2010年10月2日 連載⑴

「やろまいか」の風
なめくじ祭 作り出す

なめくじ祭りが8月18日の夜、岐阜県中津川市加子母の北端の集落、小郷地区の大杉地蔵尊で開かれた。わずか146戸の集落が催すこの祭りに訪れた人は4千人。1枚250円の三角クジ「なめくじ」は2630枚も売れ、ナメクジは8匹姿を見せた。

なぜ、ナメクジなのか。地蔵尊の脇にある鎌倉時代の僧、文覚上人の墓には、仏教の九万九千日にあたる旧暦7月9日にナメクジが出現、住民が参拝する風習があった。

上人は、若い頃人妻である袈裟御前に横恋慕して、誤って殺害してしまう。この日は袈裟御前の命日にもあたり、今は罪を許した彼女がナメクジに化身して、上人を慕って墓をはう…。

ロマンチックな伝説がその昔、地域の祭りに発展したのだろうか。そう思っていたら、実は祭りの歴史は浅く、地域おこしの一環として始めた、という話を耳にした。

仕掛人の中心人物、丹羽照夫さん(83)の自宅を、夕刻訪ねた。にこにこ笑いながらお祭りの怒りについて話してくれた。1986年の5月。小郷区長で大杉地蔵尊の代表世話人だった照夫さんは、地蔵尊の世話人会に村長や教育長を招き「この夏、なめくじ祭をやろまいか(やってみようか、の意)と持ちかけた。村の幹部はまじめに取り合ってくれない。

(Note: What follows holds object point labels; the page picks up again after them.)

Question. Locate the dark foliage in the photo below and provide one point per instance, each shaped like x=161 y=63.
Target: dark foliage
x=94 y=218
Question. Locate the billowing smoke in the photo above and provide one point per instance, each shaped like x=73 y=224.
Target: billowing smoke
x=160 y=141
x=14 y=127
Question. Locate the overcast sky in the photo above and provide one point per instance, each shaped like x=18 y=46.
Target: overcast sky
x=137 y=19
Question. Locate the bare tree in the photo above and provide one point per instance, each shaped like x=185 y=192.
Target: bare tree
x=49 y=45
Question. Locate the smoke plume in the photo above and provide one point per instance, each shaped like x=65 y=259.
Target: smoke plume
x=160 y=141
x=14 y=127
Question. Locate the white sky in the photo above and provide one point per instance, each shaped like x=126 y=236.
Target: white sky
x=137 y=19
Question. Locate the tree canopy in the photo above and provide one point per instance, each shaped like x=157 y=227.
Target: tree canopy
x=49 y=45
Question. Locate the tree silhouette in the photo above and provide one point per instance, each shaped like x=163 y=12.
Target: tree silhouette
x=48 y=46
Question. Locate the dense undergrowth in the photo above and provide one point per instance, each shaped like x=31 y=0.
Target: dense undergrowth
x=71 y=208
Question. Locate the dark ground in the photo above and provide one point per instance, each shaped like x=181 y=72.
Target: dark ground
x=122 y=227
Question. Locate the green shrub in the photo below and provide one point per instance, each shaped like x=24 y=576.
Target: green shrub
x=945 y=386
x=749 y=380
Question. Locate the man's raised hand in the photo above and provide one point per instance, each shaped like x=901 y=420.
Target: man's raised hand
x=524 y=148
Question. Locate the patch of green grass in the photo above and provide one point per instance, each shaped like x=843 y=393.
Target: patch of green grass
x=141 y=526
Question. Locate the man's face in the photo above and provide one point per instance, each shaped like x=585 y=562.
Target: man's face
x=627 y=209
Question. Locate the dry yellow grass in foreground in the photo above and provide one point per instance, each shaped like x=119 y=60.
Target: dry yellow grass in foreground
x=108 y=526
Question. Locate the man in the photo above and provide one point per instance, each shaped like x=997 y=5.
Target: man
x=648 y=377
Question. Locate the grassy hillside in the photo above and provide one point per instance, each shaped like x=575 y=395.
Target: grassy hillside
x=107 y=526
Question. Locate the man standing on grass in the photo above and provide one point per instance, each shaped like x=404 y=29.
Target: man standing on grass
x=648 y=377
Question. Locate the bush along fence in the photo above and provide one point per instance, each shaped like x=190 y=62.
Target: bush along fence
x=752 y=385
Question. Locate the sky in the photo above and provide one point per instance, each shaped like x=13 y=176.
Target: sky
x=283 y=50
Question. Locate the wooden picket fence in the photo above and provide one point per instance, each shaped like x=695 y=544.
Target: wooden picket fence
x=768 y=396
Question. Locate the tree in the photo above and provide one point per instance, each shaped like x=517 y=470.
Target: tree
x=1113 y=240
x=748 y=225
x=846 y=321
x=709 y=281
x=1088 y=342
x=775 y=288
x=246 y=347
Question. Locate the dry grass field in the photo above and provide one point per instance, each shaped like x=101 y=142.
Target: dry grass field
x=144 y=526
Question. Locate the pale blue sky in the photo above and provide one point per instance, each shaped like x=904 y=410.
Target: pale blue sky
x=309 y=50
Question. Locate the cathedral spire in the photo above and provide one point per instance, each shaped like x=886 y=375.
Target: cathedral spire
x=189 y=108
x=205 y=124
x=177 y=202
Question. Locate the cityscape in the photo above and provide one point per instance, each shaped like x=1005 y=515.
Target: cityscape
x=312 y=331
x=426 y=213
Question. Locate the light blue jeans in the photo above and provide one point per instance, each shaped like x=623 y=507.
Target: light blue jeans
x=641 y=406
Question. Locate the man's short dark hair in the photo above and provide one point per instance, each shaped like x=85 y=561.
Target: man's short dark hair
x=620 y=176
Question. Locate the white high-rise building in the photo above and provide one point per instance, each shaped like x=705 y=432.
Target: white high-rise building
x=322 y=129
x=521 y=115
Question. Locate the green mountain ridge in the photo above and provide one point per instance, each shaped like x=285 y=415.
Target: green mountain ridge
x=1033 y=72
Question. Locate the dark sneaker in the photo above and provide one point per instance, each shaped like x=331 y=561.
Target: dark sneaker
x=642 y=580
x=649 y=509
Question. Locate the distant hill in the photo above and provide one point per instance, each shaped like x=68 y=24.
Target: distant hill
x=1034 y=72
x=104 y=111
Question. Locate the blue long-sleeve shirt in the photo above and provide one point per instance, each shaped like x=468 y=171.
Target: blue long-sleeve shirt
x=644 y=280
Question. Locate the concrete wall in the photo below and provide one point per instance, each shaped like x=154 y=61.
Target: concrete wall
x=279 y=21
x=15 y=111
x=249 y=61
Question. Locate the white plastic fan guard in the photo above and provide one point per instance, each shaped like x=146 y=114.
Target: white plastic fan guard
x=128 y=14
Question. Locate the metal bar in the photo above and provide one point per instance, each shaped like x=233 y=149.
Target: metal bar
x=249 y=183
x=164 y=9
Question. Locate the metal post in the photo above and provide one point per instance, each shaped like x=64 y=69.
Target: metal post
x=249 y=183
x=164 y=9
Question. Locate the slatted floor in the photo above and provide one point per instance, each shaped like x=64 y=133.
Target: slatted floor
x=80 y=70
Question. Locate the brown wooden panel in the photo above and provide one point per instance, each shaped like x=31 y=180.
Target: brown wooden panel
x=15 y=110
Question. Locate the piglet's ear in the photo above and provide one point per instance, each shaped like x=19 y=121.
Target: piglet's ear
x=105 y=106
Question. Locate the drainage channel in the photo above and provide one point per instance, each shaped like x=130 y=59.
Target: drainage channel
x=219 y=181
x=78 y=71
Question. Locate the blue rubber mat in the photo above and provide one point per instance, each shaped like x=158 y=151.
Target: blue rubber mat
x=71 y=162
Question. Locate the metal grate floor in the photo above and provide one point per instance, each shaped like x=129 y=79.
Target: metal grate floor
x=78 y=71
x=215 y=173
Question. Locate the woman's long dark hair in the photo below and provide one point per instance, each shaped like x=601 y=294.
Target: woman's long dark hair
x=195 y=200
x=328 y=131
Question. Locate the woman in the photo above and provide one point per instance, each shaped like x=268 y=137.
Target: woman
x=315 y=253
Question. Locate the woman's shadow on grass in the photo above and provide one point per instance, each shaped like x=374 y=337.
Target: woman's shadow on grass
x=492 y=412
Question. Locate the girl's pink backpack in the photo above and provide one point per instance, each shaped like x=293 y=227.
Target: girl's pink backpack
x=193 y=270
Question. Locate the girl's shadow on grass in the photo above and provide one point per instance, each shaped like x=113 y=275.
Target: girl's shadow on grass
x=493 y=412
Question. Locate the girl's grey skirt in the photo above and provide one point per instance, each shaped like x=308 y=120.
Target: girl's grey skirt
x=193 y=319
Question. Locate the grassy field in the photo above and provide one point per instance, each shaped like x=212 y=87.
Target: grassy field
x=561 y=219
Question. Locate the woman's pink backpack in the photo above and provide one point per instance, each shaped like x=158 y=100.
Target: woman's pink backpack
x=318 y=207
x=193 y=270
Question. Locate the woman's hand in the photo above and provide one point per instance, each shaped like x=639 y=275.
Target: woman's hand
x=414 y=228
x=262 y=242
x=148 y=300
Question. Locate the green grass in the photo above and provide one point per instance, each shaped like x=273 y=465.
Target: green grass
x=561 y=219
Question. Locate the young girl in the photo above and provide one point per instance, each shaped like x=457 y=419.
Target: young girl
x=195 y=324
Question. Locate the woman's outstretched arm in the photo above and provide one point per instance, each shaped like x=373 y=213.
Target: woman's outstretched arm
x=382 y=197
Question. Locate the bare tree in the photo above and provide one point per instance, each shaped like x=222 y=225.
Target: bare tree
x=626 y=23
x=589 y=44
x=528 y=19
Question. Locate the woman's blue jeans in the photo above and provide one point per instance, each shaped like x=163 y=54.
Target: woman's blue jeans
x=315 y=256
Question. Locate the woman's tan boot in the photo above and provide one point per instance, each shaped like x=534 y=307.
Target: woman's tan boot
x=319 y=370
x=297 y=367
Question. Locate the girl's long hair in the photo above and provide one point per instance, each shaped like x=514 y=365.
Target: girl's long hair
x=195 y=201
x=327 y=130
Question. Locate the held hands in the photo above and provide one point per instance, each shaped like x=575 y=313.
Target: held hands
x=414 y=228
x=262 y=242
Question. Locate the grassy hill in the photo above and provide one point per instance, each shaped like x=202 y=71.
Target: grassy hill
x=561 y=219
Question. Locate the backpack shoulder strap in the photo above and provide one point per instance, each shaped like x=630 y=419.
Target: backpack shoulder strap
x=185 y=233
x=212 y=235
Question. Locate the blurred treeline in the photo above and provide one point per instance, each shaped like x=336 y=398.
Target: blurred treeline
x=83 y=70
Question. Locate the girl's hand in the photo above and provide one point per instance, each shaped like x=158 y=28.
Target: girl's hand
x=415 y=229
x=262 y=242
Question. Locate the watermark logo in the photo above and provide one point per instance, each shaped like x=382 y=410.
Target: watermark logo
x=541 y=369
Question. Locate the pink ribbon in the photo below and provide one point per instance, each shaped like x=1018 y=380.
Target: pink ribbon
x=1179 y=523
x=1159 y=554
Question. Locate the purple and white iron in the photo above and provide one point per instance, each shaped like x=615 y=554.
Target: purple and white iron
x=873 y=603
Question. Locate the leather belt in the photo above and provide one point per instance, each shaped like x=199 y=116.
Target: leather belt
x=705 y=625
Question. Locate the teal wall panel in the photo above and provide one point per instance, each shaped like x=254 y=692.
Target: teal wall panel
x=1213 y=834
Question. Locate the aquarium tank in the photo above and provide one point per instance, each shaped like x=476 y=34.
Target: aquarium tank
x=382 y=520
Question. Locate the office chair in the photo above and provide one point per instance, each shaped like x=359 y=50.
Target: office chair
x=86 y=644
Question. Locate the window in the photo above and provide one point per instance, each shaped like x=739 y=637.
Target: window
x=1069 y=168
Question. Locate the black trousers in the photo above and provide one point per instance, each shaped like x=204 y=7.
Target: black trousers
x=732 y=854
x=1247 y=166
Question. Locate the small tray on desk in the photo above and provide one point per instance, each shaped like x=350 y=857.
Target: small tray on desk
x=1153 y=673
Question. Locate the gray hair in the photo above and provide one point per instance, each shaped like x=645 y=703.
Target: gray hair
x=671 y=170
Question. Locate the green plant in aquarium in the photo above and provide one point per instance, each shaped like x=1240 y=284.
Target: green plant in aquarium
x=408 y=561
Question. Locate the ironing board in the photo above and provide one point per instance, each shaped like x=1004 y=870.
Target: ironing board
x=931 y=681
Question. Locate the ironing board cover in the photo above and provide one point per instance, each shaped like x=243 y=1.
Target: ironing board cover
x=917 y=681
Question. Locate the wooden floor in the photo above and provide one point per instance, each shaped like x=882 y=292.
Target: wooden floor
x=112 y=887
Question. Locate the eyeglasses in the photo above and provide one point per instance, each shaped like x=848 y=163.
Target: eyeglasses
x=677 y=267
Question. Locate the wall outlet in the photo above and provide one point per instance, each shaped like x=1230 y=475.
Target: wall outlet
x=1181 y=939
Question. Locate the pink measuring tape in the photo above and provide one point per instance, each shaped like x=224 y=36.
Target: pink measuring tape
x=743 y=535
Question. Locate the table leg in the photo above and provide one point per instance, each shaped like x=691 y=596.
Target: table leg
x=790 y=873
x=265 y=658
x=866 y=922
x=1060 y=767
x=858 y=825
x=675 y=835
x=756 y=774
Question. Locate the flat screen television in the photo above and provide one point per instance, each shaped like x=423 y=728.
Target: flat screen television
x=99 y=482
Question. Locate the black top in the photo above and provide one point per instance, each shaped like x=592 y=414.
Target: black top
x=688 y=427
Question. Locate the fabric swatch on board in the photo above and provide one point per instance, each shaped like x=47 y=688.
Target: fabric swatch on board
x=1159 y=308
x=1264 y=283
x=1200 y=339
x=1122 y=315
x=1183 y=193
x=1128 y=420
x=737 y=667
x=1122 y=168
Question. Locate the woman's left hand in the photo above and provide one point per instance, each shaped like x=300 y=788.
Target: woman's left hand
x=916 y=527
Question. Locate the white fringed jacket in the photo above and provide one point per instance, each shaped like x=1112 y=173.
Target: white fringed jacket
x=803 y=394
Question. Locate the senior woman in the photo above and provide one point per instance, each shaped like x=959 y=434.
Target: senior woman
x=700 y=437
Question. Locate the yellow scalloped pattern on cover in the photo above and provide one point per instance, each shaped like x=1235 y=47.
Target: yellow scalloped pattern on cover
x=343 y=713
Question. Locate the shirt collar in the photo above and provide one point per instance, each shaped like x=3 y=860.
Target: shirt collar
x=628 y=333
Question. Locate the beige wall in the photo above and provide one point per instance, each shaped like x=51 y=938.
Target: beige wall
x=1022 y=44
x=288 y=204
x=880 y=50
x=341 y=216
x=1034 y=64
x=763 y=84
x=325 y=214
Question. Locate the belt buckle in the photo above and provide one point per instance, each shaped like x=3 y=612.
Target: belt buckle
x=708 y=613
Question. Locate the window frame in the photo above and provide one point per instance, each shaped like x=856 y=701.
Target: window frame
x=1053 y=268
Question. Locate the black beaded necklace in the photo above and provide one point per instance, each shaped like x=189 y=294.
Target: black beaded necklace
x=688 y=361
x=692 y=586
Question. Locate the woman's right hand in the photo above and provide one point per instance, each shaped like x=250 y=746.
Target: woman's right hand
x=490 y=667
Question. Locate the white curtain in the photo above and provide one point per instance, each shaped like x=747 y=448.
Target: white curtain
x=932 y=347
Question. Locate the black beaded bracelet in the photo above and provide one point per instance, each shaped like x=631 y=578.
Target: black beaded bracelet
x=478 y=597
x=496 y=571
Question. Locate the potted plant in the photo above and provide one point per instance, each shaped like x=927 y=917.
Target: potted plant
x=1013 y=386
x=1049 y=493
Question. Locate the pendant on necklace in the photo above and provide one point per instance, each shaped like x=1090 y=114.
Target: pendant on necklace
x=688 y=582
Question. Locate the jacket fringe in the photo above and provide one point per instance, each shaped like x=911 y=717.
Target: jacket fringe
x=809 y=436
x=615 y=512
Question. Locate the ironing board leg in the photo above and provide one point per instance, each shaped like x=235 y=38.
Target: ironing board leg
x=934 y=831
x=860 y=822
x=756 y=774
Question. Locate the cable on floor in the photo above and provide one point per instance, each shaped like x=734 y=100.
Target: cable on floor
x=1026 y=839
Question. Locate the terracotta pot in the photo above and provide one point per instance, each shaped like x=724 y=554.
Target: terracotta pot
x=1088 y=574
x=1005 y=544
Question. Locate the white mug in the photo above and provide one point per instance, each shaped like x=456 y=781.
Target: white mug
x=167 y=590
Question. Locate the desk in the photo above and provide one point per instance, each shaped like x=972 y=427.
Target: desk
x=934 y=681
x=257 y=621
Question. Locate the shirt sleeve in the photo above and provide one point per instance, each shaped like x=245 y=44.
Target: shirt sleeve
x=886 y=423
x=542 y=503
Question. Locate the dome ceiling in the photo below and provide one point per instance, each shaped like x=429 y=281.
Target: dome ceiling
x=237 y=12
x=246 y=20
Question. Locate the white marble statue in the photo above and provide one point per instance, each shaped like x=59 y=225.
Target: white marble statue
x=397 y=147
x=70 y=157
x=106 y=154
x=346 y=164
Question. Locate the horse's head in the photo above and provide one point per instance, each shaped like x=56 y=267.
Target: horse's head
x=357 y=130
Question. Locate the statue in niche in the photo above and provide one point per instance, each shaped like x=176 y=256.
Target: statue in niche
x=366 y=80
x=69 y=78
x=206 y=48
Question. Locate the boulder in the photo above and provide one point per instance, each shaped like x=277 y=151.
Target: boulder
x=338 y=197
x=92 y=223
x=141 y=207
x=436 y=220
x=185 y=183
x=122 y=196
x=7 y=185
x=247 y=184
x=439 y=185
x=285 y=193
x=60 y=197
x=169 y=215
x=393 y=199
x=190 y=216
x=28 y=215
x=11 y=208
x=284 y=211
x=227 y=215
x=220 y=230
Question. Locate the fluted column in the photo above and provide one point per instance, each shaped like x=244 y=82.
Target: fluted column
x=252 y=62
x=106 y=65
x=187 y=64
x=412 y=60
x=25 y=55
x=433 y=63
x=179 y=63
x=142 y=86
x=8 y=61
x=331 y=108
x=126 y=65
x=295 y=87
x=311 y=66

世話人たちは地蔵尊近くの居酒屋に繰り出す。酒を酌み交わしながら「やろまいか、やろまいか」と盛り上がり、なめくじ祭を区独自の催しとして始めることでまとめる。

盆踊りの他、照夫さんんp甥がもたらした「なめクジ」のアイデアも採用する。ミカンの汁で書き込んだ紙をなめると字が浮かび上がるクジ、というダジャレ企画だ。

その年の8月に開いた第1回なめくじ祭は、周辺の人100人ほどしか集まらず、クジも80枚しか売れなかった。が、徐々に参加者が増え、3回目からは三角クジに切り替え、いつしか奇祭に。

加子母では、誰かが「やろまいか」と呼びかけ、新たなうねりを次々起こす。産業で言えば「加子母ミネラルトマト」「飛騨牛肥育」。地域の活動では、若い母親が組織する「くるりんぱ」の子育て支援事業や、中学生が育てた花の苗を住民が国道沿いに植える美化運動など。

やろまいかの風は外にも向かう。阪神大震災では加子母の工務店の呼びかけで、岐阜県の大工さん延べ906人が住宅再建の支援に出かけた。

8月6日から9月6日まで、「やろまいか」の風が舞う山村、加子母を自転車で回り、元気の源泉を探った。